Um porta-voz da Inspecção-Geral do Trabalho da Polónia disse ter recebido 76 queixas de cidadãos filipinos entre Janeiro de 2021 e Novembro de 2023, 29 das quais foram consideradas infundadas.

Além de realizar inspeções nos locais de trabalho, o porta-voz disse que a inspeção oferece formação aos filipinos em colaboração com a embaixada das Filipinas na Polónia.

Em Varsóvia, especialistas locais da La Strada, uma organização sem fins lucrativos anti-tráfico de seres humanos, disseram à Al Jazeera que as estruturas oficiais da Polónia não tinham respondido eficientemente ao número crescente de trabalhadores migrantes e aos desafios que enfrentavam, acrescentando que os processos judiciais envolvendo tráfico de seres humanos e o trabalho forçado muitas vezes leva anos para ser resolvido.

Pawlak, o professor de sociologia, disse que o anterior governo polaco tinha vendido uma narrativa negativa em torno da migração, apesar de o país necessitar urgentemente de mão-de-obra estrangeira.

Ele disse esperar que a nova administração, eleita em Outubro, renove o sistema e desenvolva uma política de migração que proteja melhor os trabalhadores.

“O estado deveria ser um ator mais ativo.
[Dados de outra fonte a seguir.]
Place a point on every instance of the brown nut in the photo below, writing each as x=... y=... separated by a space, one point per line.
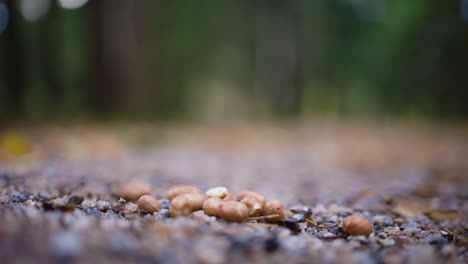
x=177 y=190
x=218 y=192
x=274 y=207
x=244 y=194
x=211 y=206
x=357 y=225
x=233 y=211
x=133 y=191
x=254 y=205
x=184 y=204
x=228 y=197
x=148 y=203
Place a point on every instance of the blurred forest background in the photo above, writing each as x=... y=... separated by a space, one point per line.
x=233 y=59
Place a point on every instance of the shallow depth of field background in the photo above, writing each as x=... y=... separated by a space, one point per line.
x=233 y=60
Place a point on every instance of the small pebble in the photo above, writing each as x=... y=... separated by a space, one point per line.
x=66 y=244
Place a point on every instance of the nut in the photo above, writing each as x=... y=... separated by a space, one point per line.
x=254 y=201
x=133 y=191
x=357 y=225
x=274 y=207
x=228 y=197
x=177 y=190
x=211 y=206
x=219 y=192
x=233 y=211
x=148 y=203
x=184 y=204
x=243 y=194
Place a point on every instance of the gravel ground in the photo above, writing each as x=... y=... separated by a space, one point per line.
x=57 y=202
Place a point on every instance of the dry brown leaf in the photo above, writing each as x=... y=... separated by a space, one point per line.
x=445 y=215
x=411 y=208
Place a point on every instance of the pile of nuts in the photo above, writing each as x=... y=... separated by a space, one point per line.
x=248 y=205
x=216 y=201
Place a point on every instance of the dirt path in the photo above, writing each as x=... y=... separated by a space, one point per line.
x=409 y=181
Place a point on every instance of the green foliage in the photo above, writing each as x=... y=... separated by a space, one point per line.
x=360 y=58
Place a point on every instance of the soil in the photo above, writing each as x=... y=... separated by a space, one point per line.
x=58 y=201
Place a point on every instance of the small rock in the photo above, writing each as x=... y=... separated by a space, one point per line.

Não activo no sentido de (ter) uma polícia fronteiriça e cercas mais fortes em algumas partes da fronteira, mas mais activo na regulação da migração e das condições de trabalho”, disse ele.

Polônia
Stephanie agora acha que deixar Hong Kong foi um erro (Xyza Cruz Bacani/Al Jazeera)

Enfrentando um estresse crescente em seu trabalho de babá, Rosalinda está avaliando suas opções.

Para Miriam, trabalhadora de uma fábrica de peças de automóveis, a prioridade é poupar dinheiro suficiente para poder ver a família.

O Natal passado foi o quinto ano consecutivo que ela passou longe da filha adolescente e do marido.

“Não tive férias (desde que cheguei à Polónia), porque o bilhete de avião é caro e tenho um salário muito baixo”, disse Miriam.

Stephanie, que ainda se lembra de ter ficado “animada” com a viagem para a Europa, não pode deixar de pensar que deixar o emprego em Hong Kong foi um erro.

Depois de um ano e meio depositando as suas esperanças na Polónia, ela sente-se mais vulnerável do que nunca.

Atualmente em um abrigo, sem visto de trabalho e praticamente sem dinheiro, Stephanie vê um futuro incerto.

“Agora sou ilegal, provavelmente será melhor voltar para as Filipinas”, disse ela.

Raquel Carvalho reportou a partir de nove locais da Polónia com o apoio do Journalismfund.eu

*Nomes alterados para proteger a privacidade.